In the present study, the overall lncRNAs expression profile of CC tissues was established by comparing the expression of lncRNAs in CC samples with the expression in corresponding adjacent non-cancerous tissues. A total of 3,356 differentially expressed lncRNAs, and a total of 1,987 differentially expressed mRNAs were revealed. Based on the association of the lncRNAs with coding genes, the lncRNAs may be classified into five subgroups that include sense, antisense, intronic, bidirectional and intergenic lncRNAs (45). The results of the present study indicated that the different subtypes of differentially expressed lncRNAs are unequally distributed across the genome, which is consistent with a previous study (46). Although all the five subgroups of lncRNAs were detected, intergenic lncRNAs constituted a major portion. This result indicates that among differentially expressed lncRNAs, intergenic lncRNAs are more abundant compared with others, which suggests that intergenic lncRNAs may serve important roles in CC.

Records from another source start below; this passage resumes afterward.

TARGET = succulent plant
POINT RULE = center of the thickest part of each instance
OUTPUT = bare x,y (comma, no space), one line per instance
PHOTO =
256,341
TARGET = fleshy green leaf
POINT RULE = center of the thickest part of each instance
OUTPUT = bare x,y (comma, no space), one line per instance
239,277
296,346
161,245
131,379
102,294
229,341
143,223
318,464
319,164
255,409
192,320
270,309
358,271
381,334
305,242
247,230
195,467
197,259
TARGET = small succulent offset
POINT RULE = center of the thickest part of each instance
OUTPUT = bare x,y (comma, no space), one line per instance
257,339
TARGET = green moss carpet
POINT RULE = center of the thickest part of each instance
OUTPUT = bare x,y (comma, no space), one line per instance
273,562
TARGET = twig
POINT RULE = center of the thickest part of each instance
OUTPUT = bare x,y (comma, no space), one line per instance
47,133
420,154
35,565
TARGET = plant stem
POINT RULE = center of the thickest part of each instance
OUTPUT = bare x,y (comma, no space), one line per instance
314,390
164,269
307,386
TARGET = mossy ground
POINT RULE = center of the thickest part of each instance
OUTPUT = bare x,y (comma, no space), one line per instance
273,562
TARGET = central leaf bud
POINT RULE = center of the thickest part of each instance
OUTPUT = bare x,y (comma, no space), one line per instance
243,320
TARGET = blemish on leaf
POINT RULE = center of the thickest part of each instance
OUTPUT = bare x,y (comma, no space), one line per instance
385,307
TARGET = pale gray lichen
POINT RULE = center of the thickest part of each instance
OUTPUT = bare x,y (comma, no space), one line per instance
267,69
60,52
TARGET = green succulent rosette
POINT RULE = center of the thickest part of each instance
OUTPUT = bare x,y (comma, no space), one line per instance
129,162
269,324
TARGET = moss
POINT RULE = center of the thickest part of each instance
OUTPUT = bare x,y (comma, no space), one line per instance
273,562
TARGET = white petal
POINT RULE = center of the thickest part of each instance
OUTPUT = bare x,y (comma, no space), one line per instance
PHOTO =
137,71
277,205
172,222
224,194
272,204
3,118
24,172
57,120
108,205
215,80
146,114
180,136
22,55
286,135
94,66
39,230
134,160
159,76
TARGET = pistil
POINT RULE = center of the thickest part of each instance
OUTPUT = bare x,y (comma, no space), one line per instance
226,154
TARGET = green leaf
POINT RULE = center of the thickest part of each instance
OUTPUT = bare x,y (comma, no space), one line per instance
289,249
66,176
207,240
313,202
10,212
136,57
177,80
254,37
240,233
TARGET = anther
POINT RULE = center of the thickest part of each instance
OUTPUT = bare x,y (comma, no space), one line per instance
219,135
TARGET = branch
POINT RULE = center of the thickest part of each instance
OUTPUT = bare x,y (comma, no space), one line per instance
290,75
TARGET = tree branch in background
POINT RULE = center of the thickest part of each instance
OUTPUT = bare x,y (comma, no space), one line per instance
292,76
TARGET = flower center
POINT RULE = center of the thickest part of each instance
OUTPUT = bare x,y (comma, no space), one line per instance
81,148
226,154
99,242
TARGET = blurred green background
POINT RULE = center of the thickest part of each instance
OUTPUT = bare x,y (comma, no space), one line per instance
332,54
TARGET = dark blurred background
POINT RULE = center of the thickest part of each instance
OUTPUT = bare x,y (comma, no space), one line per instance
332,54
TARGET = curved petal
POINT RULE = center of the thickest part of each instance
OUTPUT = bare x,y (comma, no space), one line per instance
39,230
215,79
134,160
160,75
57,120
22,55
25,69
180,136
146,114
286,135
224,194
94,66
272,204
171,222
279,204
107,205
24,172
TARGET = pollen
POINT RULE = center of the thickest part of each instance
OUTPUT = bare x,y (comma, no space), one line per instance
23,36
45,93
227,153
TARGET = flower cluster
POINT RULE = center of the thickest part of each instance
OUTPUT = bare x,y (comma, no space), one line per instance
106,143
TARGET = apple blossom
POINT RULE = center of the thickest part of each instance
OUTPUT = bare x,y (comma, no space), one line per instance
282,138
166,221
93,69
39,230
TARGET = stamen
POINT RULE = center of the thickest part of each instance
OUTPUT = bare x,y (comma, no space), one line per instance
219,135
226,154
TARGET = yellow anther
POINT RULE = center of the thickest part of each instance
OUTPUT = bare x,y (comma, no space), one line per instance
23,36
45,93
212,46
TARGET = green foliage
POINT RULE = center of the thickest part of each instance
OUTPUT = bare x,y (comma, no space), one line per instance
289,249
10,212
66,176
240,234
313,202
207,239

Overall, the present study characterized the expression profile of lncRNAs and mRNAs in CC tissues and corresponding adjacent non-cancerous tissues using microarray and identified a large portion of differentially expressed lncRNAs and mRNAs. These results remain limited due to sample quantities. Further studies using greater numbers of CC samples may provide more accurate expression information for lncRNAs and mRNAs. Meanwhile, the data of the present study will facilitate other groups to better understand the function of lncRNAs in CC development and metastasis.